Je rappelle ici un passage d'un poème du grand Bayram Attunusi qui se lit comme suit :
Oh Est, brillant ton ciel, sombre ta pensée
Réchauffe ton climat, refroidis ton peuple
Cette description sinistre et glaçante s'applique-t-elle aujourd'hui au peuple syrien avec son nouveau Cid (mot arabe signifiant « seigneur ») ? Je dis Cid parce que le « dilemme cornélien » (de Corneille, le poète français) a pour protagoniste Rodrigo Díaz de Vivar.
En effet, la pièce du dramaturge français également appelée « le Cid » parle de l'amour qui unissait ce dernier à Jimena (deuxième nièce du roi Alphonse VI) et que les deux amants s'étaient promis d'épouser. Cependant, selon Corneille, il y eut une querelle entre leurs parents respectifs qui se termina par l'humiliation du père de Jimena. Un tel affront place notre protagoniste dans une situation peu enviable.

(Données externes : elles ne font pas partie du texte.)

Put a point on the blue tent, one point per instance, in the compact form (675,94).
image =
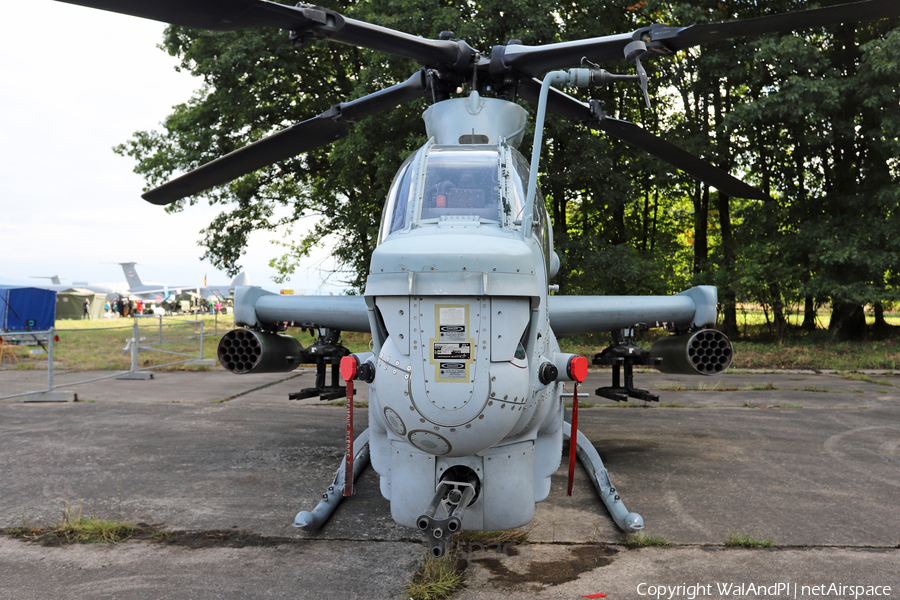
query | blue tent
(26,309)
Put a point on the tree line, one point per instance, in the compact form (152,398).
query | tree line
(810,117)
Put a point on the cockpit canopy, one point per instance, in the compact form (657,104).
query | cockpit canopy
(477,183)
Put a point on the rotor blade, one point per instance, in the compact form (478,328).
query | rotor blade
(706,33)
(662,39)
(696,167)
(679,158)
(297,139)
(305,21)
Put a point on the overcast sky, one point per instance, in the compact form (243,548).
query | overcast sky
(75,83)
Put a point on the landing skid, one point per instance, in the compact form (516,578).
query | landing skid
(627,521)
(312,521)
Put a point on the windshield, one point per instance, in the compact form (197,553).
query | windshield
(396,210)
(461,181)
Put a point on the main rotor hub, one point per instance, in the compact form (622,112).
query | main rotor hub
(475,120)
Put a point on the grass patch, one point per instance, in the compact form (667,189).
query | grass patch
(75,528)
(436,578)
(867,379)
(749,540)
(509,536)
(814,388)
(642,540)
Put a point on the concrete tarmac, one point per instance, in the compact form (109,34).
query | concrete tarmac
(811,461)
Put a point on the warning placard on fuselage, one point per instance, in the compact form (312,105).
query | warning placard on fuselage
(452,351)
(451,370)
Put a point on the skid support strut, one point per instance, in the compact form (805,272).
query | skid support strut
(627,522)
(311,521)
(453,497)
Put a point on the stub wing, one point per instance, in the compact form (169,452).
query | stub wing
(255,307)
(691,309)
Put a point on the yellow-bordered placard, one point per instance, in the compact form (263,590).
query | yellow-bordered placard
(452,349)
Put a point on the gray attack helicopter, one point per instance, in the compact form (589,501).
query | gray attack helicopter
(465,375)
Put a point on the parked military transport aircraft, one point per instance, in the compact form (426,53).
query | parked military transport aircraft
(150,290)
(466,379)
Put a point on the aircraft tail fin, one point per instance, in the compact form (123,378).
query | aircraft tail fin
(241,279)
(54,279)
(131,275)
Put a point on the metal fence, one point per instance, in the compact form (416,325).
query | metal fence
(67,357)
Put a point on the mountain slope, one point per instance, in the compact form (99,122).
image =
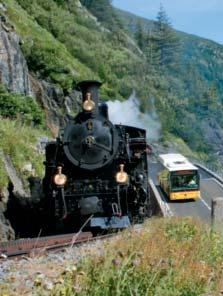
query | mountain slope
(63,43)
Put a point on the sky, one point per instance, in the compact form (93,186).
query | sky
(200,17)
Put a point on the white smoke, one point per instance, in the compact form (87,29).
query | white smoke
(128,113)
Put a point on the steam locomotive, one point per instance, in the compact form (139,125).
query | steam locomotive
(96,171)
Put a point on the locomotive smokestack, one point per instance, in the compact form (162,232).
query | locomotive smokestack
(89,89)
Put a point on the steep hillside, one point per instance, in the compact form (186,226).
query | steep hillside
(63,42)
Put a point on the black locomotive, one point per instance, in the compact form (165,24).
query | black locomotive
(95,170)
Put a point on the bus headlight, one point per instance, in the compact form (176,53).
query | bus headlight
(59,179)
(121,177)
(88,104)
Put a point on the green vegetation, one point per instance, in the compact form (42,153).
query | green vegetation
(174,257)
(21,124)
(19,141)
(182,74)
(14,106)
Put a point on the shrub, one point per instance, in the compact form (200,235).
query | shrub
(13,105)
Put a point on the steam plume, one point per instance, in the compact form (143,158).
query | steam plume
(128,113)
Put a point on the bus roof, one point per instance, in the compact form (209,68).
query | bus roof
(176,162)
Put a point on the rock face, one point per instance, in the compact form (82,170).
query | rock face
(13,68)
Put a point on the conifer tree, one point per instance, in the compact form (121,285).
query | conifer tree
(140,36)
(166,39)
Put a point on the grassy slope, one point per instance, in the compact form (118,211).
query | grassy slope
(63,44)
(174,257)
(17,137)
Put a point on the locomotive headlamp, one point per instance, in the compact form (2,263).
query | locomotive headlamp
(121,176)
(88,104)
(59,179)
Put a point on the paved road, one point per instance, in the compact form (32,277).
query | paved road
(201,208)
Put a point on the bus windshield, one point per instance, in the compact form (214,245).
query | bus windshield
(184,180)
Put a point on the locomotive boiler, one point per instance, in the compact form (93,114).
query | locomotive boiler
(95,170)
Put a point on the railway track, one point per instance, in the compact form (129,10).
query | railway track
(37,245)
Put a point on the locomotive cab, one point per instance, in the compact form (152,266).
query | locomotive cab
(97,169)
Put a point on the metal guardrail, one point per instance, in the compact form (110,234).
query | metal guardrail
(163,206)
(215,175)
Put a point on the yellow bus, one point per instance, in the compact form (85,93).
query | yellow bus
(179,178)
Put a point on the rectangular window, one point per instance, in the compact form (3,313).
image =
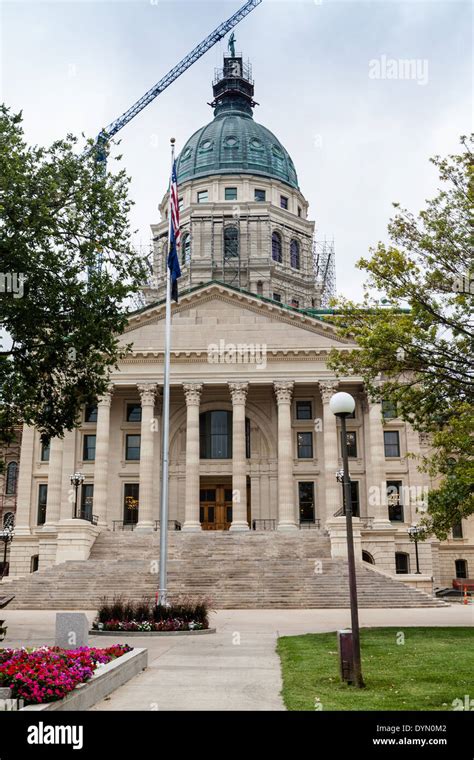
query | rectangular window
(132,447)
(134,413)
(389,410)
(88,450)
(391,440)
(394,500)
(305,445)
(131,502)
(90,413)
(87,500)
(354,498)
(306,501)
(351,438)
(304,410)
(42,499)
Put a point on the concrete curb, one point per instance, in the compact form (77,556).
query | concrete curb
(119,634)
(106,679)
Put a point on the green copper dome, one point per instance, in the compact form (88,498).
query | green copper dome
(233,143)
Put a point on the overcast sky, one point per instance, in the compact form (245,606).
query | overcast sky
(359,139)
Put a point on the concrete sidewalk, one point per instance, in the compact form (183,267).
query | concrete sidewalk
(235,669)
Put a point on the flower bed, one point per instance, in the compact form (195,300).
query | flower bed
(145,616)
(48,674)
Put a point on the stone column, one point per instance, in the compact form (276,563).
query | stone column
(239,462)
(101,467)
(24,482)
(55,475)
(192,392)
(376,482)
(332,489)
(286,502)
(147,439)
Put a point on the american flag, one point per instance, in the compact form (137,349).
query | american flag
(175,237)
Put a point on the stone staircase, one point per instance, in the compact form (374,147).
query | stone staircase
(234,570)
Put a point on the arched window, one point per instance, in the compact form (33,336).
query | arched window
(215,430)
(10,482)
(402,563)
(276,247)
(186,248)
(461,568)
(295,254)
(231,242)
(8,519)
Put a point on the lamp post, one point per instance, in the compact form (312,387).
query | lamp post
(6,536)
(342,405)
(76,481)
(414,532)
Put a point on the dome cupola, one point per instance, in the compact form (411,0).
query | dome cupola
(233,143)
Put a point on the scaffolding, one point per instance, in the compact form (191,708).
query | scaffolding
(324,261)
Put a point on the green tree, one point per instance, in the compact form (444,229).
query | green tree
(60,328)
(415,344)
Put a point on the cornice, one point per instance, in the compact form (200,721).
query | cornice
(217,292)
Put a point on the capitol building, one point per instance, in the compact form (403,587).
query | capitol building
(254,447)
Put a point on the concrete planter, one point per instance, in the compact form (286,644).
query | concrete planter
(106,679)
(120,634)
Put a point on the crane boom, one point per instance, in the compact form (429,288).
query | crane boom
(181,67)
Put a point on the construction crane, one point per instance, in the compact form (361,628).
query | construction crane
(176,72)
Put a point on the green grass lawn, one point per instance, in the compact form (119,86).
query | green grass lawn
(431,668)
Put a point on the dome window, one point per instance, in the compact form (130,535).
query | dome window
(276,247)
(295,254)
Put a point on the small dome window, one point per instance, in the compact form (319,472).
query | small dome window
(206,145)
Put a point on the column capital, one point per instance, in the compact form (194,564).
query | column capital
(106,398)
(238,392)
(328,388)
(192,393)
(147,393)
(283,391)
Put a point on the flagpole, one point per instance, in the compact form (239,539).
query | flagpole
(162,592)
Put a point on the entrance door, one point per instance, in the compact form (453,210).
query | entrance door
(215,509)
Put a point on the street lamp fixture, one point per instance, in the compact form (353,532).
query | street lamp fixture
(76,481)
(415,532)
(6,535)
(342,405)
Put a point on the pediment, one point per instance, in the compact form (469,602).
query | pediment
(216,313)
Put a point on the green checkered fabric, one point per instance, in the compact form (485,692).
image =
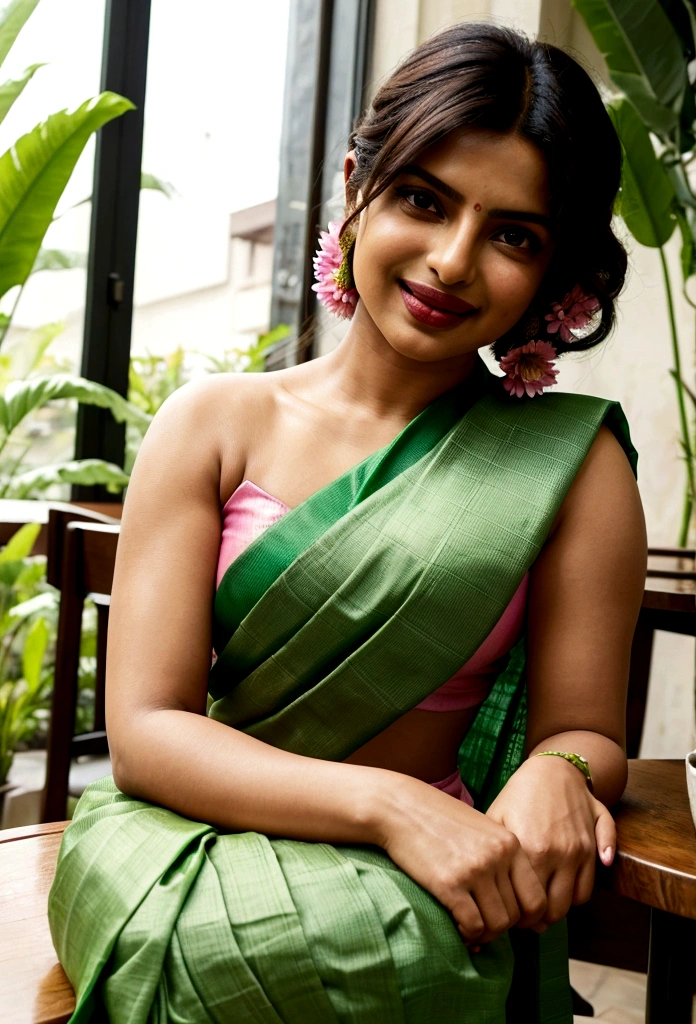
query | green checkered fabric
(344,614)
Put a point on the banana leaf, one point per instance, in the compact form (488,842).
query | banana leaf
(20,544)
(33,175)
(647,197)
(644,55)
(10,90)
(22,397)
(88,472)
(12,20)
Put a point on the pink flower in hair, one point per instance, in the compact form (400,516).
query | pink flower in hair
(529,369)
(573,312)
(333,286)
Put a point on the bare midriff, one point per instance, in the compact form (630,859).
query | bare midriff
(422,743)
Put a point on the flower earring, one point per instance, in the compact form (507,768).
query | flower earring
(531,368)
(335,286)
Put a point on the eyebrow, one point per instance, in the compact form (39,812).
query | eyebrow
(452,194)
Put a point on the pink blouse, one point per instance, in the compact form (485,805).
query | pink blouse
(250,510)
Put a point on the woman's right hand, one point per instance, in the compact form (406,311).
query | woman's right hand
(473,865)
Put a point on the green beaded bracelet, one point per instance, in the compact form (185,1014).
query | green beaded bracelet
(575,759)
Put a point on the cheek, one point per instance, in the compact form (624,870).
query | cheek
(381,243)
(512,286)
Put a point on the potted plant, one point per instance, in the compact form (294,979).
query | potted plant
(650,61)
(27,608)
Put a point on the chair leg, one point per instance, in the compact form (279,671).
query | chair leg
(672,941)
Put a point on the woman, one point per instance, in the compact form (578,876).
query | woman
(426,579)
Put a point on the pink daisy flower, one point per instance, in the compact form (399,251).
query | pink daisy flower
(573,312)
(330,287)
(529,369)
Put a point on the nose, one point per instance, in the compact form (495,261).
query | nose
(453,254)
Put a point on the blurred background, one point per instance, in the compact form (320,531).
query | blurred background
(182,239)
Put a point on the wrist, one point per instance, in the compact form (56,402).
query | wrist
(391,803)
(554,767)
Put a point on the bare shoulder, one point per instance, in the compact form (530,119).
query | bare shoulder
(204,429)
(605,487)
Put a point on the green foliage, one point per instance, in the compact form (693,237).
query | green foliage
(26,619)
(643,53)
(647,198)
(12,19)
(9,91)
(35,172)
(649,46)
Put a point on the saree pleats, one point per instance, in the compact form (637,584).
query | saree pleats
(343,615)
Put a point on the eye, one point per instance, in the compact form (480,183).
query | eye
(422,199)
(517,236)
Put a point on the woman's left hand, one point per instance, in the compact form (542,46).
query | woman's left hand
(561,827)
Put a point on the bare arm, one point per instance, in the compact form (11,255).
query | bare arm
(164,748)
(166,751)
(584,598)
(585,594)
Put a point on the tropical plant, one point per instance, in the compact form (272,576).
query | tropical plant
(34,173)
(649,46)
(27,608)
(154,378)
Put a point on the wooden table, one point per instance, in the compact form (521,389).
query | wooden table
(655,864)
(34,988)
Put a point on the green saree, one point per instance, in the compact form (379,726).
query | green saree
(340,617)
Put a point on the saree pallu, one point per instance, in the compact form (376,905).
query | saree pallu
(340,617)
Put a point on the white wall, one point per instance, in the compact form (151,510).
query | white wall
(632,367)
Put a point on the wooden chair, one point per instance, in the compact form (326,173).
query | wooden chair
(81,558)
(654,871)
(643,911)
(14,513)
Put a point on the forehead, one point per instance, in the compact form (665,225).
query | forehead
(490,168)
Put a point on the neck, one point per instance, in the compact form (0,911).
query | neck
(366,373)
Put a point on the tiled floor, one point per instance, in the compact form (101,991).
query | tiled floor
(617,996)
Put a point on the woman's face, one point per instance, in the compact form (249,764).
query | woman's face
(470,219)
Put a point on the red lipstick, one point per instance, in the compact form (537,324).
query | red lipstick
(431,306)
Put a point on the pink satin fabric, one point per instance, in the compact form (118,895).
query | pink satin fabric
(251,510)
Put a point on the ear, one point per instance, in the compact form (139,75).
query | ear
(353,196)
(349,165)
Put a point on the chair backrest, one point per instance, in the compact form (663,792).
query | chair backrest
(87,554)
(668,604)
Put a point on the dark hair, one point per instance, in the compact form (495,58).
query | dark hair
(483,76)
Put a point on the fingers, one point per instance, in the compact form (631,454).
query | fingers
(605,834)
(496,918)
(584,882)
(560,894)
(469,920)
(529,891)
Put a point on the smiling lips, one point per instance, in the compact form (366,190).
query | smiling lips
(431,306)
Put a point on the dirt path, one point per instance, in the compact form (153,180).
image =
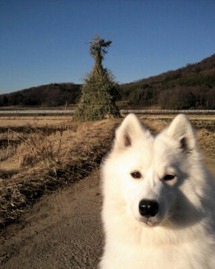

Il sait que pour laver l'honneur de son père, il devra affronter son hypothétique beau-frère et le tuer, perdant ainsi à jamais l'amour de sa bien-aimée, mais il sait aussi que s'il ne le fait pas, il perdra son honneur et avec lui l'estime de Jimena, puisque les codes de l'honneur impliquent de repousser quiconque ne défend pas l'honneur de sa famille.
De nombreuses œuvres ont été écrites sur le Cid, certaines louangeuses, comme celle de Corneille ou le « Cantar del Mío Cid », que certains chercheurs espagnols attribuent à Abu-l-Walid Al-Waqqshi, et d'autres moins considérées, le qualifiant même de mercenaire et d'apatride.
S'il est vrai que le point de vue dépend de l'angle de vue et des intérêts de chacun, nous avons affaire à un brillant « docteur Campi » qui a joué le rôle de « faiseur de rois » en son temps.
En effet, parmi ses nombreux exploits, c'est lui qui a donné la victoire à Sancho, souverain de Castille, lors de la bataille de Golpejera en 1072 contre son frère Alfonso « le Brave », souverain de León. Après l'assassinat de Sancho, il se mit - à contrecœur - au service d'Alphonse VI, pour décider ensuite, après une série de bannissements dus à des désaccords avec le nouveau monarque, de se consacrer à ses propres intérêts et de vendre ses services au plus offrant, qu'il soit maure ou chrétien, jusqu'à s'emparer du royaume de Valence, qui s'étendait de Denia à Tortosa.
L'Idlib d'aujourd'hui est-elle la Valence d'autrefois ?
Il est clair que nos deux cides, le champion et Al-Jolani, ont de nombreux points communs, notamment leur volonté de travailler avec des parties opposées. Reste à savoir si le second suivra le chemin du premier - dans la pièce de Corneille -, c'est-à-dire s'il optera pour l'honneur de sa famille, ou s'il sera le protagoniste d'une nouvelle pièce sans principes ni valeurs à l'heure d'aujourd'hui.
L'honneur est comme la virginité, disait Clemenceau, il ne sert qu'une fois.